A gravidez pode ser muitas vezes o ponto de partida para a criação de estilos de vida saudáveis. O médico de família deve perceber que o reconhecimento de uma gravidez é um período importante na vida da mulher, mesmo quando ela não é desejada, que pode representar um forte motivo para correcção e abandono de hábitos nocivos e modificação de comportamentos.
Na 1ª consulta, caso não tenha sido efectuado um exame pré-concepcional, é fundamental a abordagem psico-social da mulher para que se possa desenhar um plano de aconselhamento e vigilância adequada à situação da grávida e do casal.
Após a avaliação psicológica é preciso investigar a existência de factores de risco biológicos.
É da maior importância que a grávida tenha preparado a sua gravidez, tendo efectuado um exame pré-concepcional.

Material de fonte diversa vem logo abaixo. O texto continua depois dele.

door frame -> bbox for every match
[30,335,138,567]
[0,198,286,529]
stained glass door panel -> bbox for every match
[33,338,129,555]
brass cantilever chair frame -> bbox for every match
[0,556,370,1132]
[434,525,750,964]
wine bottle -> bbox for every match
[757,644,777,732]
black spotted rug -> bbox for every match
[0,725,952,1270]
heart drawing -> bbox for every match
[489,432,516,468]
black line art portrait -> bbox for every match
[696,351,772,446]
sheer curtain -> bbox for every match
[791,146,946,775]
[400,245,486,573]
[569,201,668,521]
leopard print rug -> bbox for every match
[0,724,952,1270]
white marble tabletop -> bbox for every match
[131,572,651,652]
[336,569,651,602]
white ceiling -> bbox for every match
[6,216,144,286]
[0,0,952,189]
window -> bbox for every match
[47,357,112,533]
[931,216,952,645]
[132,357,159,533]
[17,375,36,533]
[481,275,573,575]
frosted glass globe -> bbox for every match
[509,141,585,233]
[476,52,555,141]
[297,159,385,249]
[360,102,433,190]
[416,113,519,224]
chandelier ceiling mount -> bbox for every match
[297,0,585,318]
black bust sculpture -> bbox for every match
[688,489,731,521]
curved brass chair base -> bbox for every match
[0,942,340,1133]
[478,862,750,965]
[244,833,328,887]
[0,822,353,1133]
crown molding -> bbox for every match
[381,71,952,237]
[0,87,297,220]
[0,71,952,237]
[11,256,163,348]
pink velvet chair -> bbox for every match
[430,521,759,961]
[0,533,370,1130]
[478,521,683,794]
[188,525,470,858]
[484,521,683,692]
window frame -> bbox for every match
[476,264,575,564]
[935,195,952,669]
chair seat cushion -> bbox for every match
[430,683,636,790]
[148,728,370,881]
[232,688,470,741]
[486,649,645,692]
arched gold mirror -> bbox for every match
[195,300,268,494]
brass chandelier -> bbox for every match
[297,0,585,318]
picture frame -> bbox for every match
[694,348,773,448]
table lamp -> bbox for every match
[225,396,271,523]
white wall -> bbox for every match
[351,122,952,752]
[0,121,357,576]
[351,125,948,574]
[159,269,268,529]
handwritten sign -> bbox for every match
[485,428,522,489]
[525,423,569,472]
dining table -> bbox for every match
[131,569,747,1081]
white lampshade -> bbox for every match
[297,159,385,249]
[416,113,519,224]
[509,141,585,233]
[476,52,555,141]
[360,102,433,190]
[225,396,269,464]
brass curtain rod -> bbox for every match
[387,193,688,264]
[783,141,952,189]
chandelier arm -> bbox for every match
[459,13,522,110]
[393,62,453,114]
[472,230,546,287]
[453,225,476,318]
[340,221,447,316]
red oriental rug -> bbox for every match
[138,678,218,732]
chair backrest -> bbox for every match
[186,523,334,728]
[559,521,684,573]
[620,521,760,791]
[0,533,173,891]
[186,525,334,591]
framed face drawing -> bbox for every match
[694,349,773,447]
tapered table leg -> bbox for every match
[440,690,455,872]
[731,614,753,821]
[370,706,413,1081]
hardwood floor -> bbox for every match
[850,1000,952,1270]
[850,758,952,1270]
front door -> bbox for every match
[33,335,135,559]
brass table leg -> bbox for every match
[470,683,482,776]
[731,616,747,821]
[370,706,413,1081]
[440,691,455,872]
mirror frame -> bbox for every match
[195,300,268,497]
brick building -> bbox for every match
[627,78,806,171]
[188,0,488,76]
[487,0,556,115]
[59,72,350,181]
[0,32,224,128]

Se este foi realizado e se a avaliação biofísica não apresenta alterações permite-nos saber que a concepção ocorreu nas melhores condições. O exame pré-concepcional tem como finalidade a correcção atempada, antes da gravidez de alterações biológicas e psicológicas, permitindo que quando a mulher deseja engravidar não ponha em risco o seu bem-estar e o do feto (por exemplo uma mulher portadora de diabetes deve iniciar insulina antes de engravidar e a concepção deve ocorrer quando o perfil glicémico tiver atingido níveis de bom controle).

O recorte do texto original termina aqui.